Notes for installation of DEXSeq/DESeq2:

Need to add /share/apps/binutils-2.25/bin to the PATH
type
```
scl enable devtoolset-1.1 'bash'
```
and then run R

Input 1: Sample Table

The key input is a table in tab delimited plain text format that contains one row per sample, with a header line. Here is a simple example:

sample	f1	f2	condition_A	condition_B	type_1
control_1	sample1_R1.fastq.gz	sample1_R2.fastq.gz	control	control	female
mutation_A_1	sample2_lane1_R1.fastq.gz,sample2_lane._R1.fastq.gz	sample2_lane1.fastq.gz,sample2_lane2.fastq.gz	mutation_A	NA	male
mutation_B_1	sample3_R1.fastq.gz	sample3_R2.fastq.gz	NA	mutation_B	female

sample must be a unique sample name.
f1 and f2 specify the input fastqs, which must be gzipped - they will have the extension <file>.fastq.gz . If the data are single ended then the fastq file names will go under f1 and all cells in f2 must be set to NA. Only put file name in here - the path to the fastq files should be set in the submission script
If the fastq files are in pieces then fastq files of the same direction should be comma separated.
condition is what you want to run the differential analyses on. You can include multiple condition columns and any sample to be excluded from a condition should have a value of NA. DESeq2 and DEXSeq will assume that the topmost or alphabetically first condition label is the reference condition in the comparison so order your rows accordingly.
type is an optional covariate column which will be included in the differential expression model. You can have as many type columns as you wish as long as the column name contains the word "type".
The input folder is specified in the submission form. However if the fastq files are in separate subfolders then these subfolders should be present in the sample table, ie /subfolder/sample1.fastq.

Input 2: Submission Form

The second input file is a list of variables that will be used by the pipeline script. An example is included in the repository and should be filled in by the user. Each variable is named and explained below:

pipeline: path to where the repository is downloaded
oFolder: where the processed data will go. Conventionally samples/processed.
iFolder: where the input fastq files are. If in separate subfolders then include the subfolder in the sample table.
dataframe: the path to the sample table
code: the name of the project, used as the job name when submitting each step.
species: the species genome used for alignment.

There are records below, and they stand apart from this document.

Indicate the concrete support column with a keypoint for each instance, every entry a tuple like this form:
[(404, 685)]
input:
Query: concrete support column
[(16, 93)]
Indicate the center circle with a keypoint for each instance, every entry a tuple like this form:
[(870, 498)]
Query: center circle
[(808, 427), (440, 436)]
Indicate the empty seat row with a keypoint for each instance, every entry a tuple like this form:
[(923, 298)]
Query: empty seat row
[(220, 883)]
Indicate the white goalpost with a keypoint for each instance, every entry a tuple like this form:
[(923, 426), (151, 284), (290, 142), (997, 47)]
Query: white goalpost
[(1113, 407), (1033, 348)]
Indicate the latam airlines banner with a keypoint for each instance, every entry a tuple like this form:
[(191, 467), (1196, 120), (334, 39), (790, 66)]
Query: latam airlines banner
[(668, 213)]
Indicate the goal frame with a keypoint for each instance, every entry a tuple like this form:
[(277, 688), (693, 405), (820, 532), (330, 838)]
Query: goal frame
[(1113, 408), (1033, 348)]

See supported species for details
stranded=(unstranded/fr-firststrand/fr-secondstrand): whether the RNA-seq library is stranded.
submit=(yes|no): whether the pipeline should automatically submit jobs to the cluster.
step0_QC=(yes|no): each fastqc is checked with FastQC. This step should ideally be completed before the rest of the pipeline is run.
trim_galore=(yes|no): should the fastq files be trimmed before alignment?
starStep1=(yes|no): the initial alignment step with STAR, followed by sorting and duplicate marking.
starStep1b=(yes|no): indexing of the resulting bam file and computing of summary statistics.
starStep2=(yes|no): counting the reads in each sample with HTSeq.
prepareCounts=(yes|no): preparation of read counts for DESeq and DEXSeq; creation of per-sample FPKMs.
Rdeseq=(yes|no): differential gene expression with the DESeq2 package.
Rdexseq=(yes|no): differential exon usage with the DEXSeq package.
goseq=(yes|no); Gene Ontology enrichment analysis with the GOSeq package.

Supported species

Below is a list of currently supported species genomes and the species code needed for the submission file:

Code	Animal	Genome build	GTF source and version
`human_hg38`	homo sapiens	hg38	Ensembl 82
`mouse`	mus musculus	mm10	Ensembl 82
`rat`	rattus norvegicus	rnor6	Ensembl 90
`worm`	caenorhabditis elegans	WBcel235	WormBase 235/ Ensembl 89
`fly`	drosophila melanogaster	dm6	Ensembl 82
`macaque`	macaca mullata	Mmul_8.0.1	Ensembl 90
`mosquito`	anopheles gambiae	AgamP4	VectorBase 36

If you would like to use the RNA-seq pipeline with any other species then please raise it as an issue on GitHub.

A note on stranding

Strand-specific library preparations are now commonplace, which improves the accuracy of feature quantification. However, there are two possible ways of stranding a paired RNAseq library:

fr-firststrand, where the first read of the pair maps to the same orientation of the gene.
fr-secondstrand, where the first read of the pair maps to the opposite orientation of the gene. If you're unsure whether the library is forward or reverse stranded, set stranded=unstranded and run step 1a to align your reads. Then run infer_experiment.py from the RSeQC package (http://rseqc.sourceforge.net/#infer-experiment-py).

Advanced usage

Two flags in the submission script, summary and force are now deprecated. They have now been repurposed for non-standard use cases.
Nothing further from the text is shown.